When you open your eyes, it’s as if the 2010 Broadway revival of that play, itself the winner of three Tonys, is unfolding right in front of you. Which is mostly, but not entirely, a good thing.
“Fences” is the first work by Wilson to become a feature film, and any opportunity to see one of the dramas in his 10-play American Century Cycle, which profoundly delve into a century’s worth of black experience in America, is something to be grateful for.
More than that, this “Fences,” working from a script Wilson completed before his death in 2005, reunites five cast members from that 2010 production.
And the Village Voice’s April Wolfe writes:
Fences puts black lives in the center of their own stories. But for as much as we theater nerds know and love the play, the fact remains that most African Americans have not felt invited to see it. This screen adaptation, a wide release starring and directed by Denzel Washington, one of this country’s last true movie stars, is vital because it has the potential to reach marginalized communities. But it also stands as an aching, lyrical, performance-driven masterpiece in its own right, a film so intense and engrossing that movie houses really should screen it with an intermission.
..
Washington may take an actors-first approach to his direction, but he’s not easy on his own character. I’ve seen this play on the stage a few times, and there’s always a kind of magic at the end — no matter how terrible Troy gets, audiences can’t help but still feel love for him and sympathy for his pain. Washington’s portrayal is harsher than many stage Troys. Here, as the years pass, Troy says dumber and more hurtful things to Rose until she finally breaks and lashes out, tears and snot flowing freely down her face — Davis at that moment becomes the people’s champion.
And because, as the film nears its end, Washington chooses to focus his camera so attentively on Rose, she slowly becomes the central figure in this Fences, not Troy. There’s no bitter laughter that will endear us to him this time, just a raging fire burning in Rose, siphoning all the oxygen for her flame.

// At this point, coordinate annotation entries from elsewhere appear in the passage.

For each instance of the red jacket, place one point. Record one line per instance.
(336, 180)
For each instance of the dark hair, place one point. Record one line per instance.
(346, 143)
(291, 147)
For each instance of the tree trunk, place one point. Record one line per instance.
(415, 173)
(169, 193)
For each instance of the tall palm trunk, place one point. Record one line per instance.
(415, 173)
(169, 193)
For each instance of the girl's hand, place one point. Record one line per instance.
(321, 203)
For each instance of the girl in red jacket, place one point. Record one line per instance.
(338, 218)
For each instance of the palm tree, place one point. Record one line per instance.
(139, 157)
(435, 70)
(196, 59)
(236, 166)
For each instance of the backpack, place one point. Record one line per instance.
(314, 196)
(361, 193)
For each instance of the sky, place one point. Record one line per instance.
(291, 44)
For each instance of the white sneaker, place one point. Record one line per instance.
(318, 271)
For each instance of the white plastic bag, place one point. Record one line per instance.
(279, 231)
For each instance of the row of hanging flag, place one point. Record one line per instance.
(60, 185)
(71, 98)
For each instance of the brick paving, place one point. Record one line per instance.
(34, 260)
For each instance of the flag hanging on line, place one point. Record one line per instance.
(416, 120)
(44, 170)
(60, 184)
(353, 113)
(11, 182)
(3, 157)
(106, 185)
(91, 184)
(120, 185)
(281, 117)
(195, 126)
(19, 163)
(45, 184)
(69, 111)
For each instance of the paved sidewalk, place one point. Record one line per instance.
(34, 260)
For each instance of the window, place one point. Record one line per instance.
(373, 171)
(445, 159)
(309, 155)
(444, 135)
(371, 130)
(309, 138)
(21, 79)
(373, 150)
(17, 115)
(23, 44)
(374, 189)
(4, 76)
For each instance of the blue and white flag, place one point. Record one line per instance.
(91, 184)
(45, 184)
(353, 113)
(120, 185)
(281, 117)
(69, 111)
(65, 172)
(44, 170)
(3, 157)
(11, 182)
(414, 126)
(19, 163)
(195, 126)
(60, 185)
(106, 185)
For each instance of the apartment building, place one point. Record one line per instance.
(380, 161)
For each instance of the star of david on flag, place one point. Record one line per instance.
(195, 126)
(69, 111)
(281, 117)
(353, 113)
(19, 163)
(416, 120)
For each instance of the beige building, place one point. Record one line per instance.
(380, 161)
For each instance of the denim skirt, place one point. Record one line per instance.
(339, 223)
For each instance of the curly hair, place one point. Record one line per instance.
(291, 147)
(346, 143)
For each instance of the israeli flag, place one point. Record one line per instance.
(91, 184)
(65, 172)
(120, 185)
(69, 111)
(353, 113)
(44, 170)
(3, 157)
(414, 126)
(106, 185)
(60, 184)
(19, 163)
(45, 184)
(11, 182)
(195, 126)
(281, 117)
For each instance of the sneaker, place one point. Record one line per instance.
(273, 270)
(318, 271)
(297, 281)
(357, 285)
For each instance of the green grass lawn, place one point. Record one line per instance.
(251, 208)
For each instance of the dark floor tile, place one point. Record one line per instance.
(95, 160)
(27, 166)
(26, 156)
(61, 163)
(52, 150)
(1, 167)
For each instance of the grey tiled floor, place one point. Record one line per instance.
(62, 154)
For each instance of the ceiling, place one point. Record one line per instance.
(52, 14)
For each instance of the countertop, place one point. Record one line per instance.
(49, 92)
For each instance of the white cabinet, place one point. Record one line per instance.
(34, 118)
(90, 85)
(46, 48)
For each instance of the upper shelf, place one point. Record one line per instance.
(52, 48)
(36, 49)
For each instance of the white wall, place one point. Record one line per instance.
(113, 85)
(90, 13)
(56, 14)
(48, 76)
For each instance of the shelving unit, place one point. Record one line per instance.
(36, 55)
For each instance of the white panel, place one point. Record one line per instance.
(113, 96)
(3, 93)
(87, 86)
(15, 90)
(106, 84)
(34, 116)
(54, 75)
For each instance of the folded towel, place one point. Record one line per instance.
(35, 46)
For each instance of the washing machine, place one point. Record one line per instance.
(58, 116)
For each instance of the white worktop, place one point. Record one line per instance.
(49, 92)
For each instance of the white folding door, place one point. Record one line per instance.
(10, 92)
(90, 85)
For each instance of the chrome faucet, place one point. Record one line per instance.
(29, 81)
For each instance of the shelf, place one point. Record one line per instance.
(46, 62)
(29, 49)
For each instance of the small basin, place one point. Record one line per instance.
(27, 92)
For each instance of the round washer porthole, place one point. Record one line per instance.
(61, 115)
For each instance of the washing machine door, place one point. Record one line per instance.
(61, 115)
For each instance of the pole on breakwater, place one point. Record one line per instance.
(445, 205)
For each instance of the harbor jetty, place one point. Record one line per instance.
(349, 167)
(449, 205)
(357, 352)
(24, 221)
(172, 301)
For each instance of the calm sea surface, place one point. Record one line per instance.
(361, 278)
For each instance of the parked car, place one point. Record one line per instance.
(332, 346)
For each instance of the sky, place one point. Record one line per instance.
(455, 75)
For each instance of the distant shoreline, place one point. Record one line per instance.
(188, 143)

In some ways, Fences parallels Ava DuVernay’s documentary 13th, which draws a kind of road map for how African Americans were disenfranchised and incarcerated after the abolition of slavery, with repercussions spanning generations — and the hurt cycle keeps spinning. Wilson’s tale is an enduring story without easy answers or false triumphs, one that gets more complicated as it ages; all the questions about today’s America still have their echoes in Fences.